Perhitungan Bayi Lahir
a) Minggu, kemungkinan lahir jam : 6, 7, 11, 1 atau jam 5
b) Senin, kemungkinan lahir jam : 8, 10, 1, 3 atau jam 5
c) Selasa, kemungkinan lahir jam : 7, 10, 12, 2 atau jam 5
d) Rabu, kemungkinan lahir jam : 7, 9, 11, 2 atau jam 4
e) Kamis, kemungkinan lahir jam : 8, 11, 1, 3 atau jam 4
f) Jumat, kemungkinan lahir jam : 8, 10, 12, 3 atau jam 4
g) Sabtu, kemungkinan lahir jam : 7, 9, 12, 2 atau jam 2
Perhitungan ini berlaku untuk hitungan waktu pagi, siang, sore dan malam. Yang dapat diartikan kalau tidak jam 6 pagi, berarti jam 6 sore dan seterusnya. Perhitungan ini berlaku untuk situasi normal yang berarti kondisi bayi dalam perut tidak bermasalah, baik menyangkut posisi bayi maupun kesehatannya. Perhitungan itupun punya batasan toleransi yang benar.

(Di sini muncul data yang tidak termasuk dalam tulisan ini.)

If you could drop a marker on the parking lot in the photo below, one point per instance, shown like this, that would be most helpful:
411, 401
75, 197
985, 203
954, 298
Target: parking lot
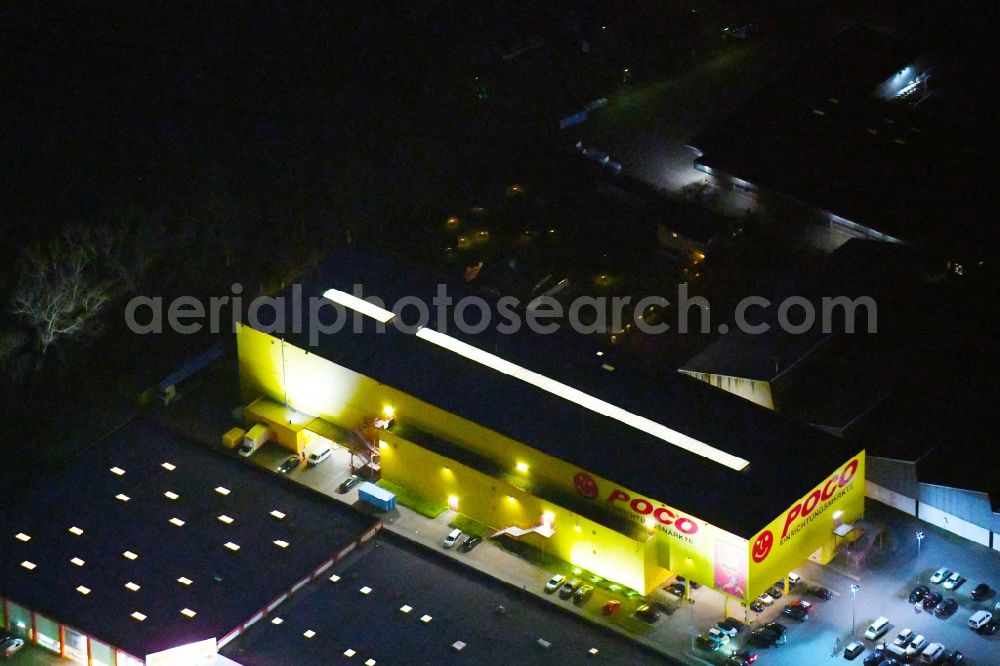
392, 603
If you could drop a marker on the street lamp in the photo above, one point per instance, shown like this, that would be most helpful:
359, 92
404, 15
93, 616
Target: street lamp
854, 606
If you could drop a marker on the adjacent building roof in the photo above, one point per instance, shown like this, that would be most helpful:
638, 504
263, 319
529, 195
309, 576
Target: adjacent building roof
147, 541
786, 458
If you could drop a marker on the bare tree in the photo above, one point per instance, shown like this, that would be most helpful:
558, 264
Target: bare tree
63, 286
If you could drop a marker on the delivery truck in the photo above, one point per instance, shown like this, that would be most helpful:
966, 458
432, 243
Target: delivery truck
380, 498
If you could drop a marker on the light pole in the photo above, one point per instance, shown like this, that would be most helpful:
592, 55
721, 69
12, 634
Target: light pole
854, 606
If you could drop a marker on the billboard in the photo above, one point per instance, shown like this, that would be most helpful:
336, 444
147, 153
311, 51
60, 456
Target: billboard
808, 524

Misalnya, menurut perhitungan anak itu lahir jam 6 pagi, maka jam 6 pagi itu berlaku mulai 5 menit setelah jam 5 an berakhir 5 menit sebelum jam 7. Begitu juga dengan jam-jam yang lainnya.

Jata Karma
Disebut juga tutug sasihan antara umur kandungan 9 sampai 10 bulan. Pada waktu bayi lahir diikuti oleh nyamane catur (saudara empatnya) yang terdiri dari : yeh nyom, getih, ari-ari, lamas/puser. Pada saat kelahiran bayi, dibuatkan suatu upacara kecil seperti : banten pemagpag rare dan dapetan. Yang terpenting diperhatikan bagi bapak si bayi yaitu membersihkan semua kotoran yag diakibatkan oleh persalinan tersebut, termasuk juga ari-arinya. Pada waktu melakukannya tidak boleh ada perasaan jijik di dalam hati, lakukan dengan penuh kasih dan sukacita.

Menanam Ari-ari
Hal yang perlu diperhatikan pada saat menanam ari-ari yaitu : ari-ari yang telah dibersihkan dimasukkan ke dalam kelapa yang sudah dibelah dua, dan ditulis dengan rerajahan, yang disebelah atasnya dengan "Ongkara", dan yang sebelah bawah di rajah dengan tulisan "Ongkara-Angkara-Ahkara". Selanjutnya diisi duri-duri, isin caeraken anget-anget, wangi-wangian dan sedah selasih. Semua itu kemudian di bungkus dengan kain kasa (kain putih), kemudian di tanam di halaman depan rumah di samping pintu, apabila laki-laki di samping kanan, bila perempuan di samping kiri. Dengan catatan pengertian samping kanan-kiri dilihat dari dalam rumah.
Sebelum ditanam terlebih dahulu diucapkan mantra : "Om ibu pertiwi rumaga bayu, rumaga amwerta sanjiwani, amertani kang sarwa tunuwuh, si ... (nama anak) ... moga-moga dirgahayusa. Pomo-pomo-pomo". Selanjutnya baru ditimbun (urug) dengan tanah. Di atas timbunan tanah diletakkan batu pipih, dan ditancapkan pohon pandan wong. Di atas batu tersebut, disajikan nasi kepelan dengan alas don dadap, sedikit lauk-pauk, garam dan arang, lalu disiram dengan air. Tancapkan juga kelangsah dan sanggah cucuk (hiasi dengan bunga merah), serta baleman dan lampu. Selama 42 hari, tiap malam lampu dinyalakan. Terhadap bayi dan Sang Catur Sanak buatkan banten dapetan. Ari-ari tersebut diumpamakan layon (Panca Mahabhuta). Sanggah Cucuk merupakan linggih Sang Hyang Bhuta-Bhuti/Bhuta Pati. Dimana sanggah tersebut harus dibanteni. Canang sari munggah di sanggah, kemudian dibawahnya nasi empat kepel, warna putih, merah, kuning dan hitam, atau segehan manca warna, serta banten saiban. Adapun maksud dan tujuannya adalah untuk mendoakan agar sang bayi kedirgayusan, selamat dan panjang umur.

Begitulah sekiranya seorang bayi atau rare mulai kelahirannya.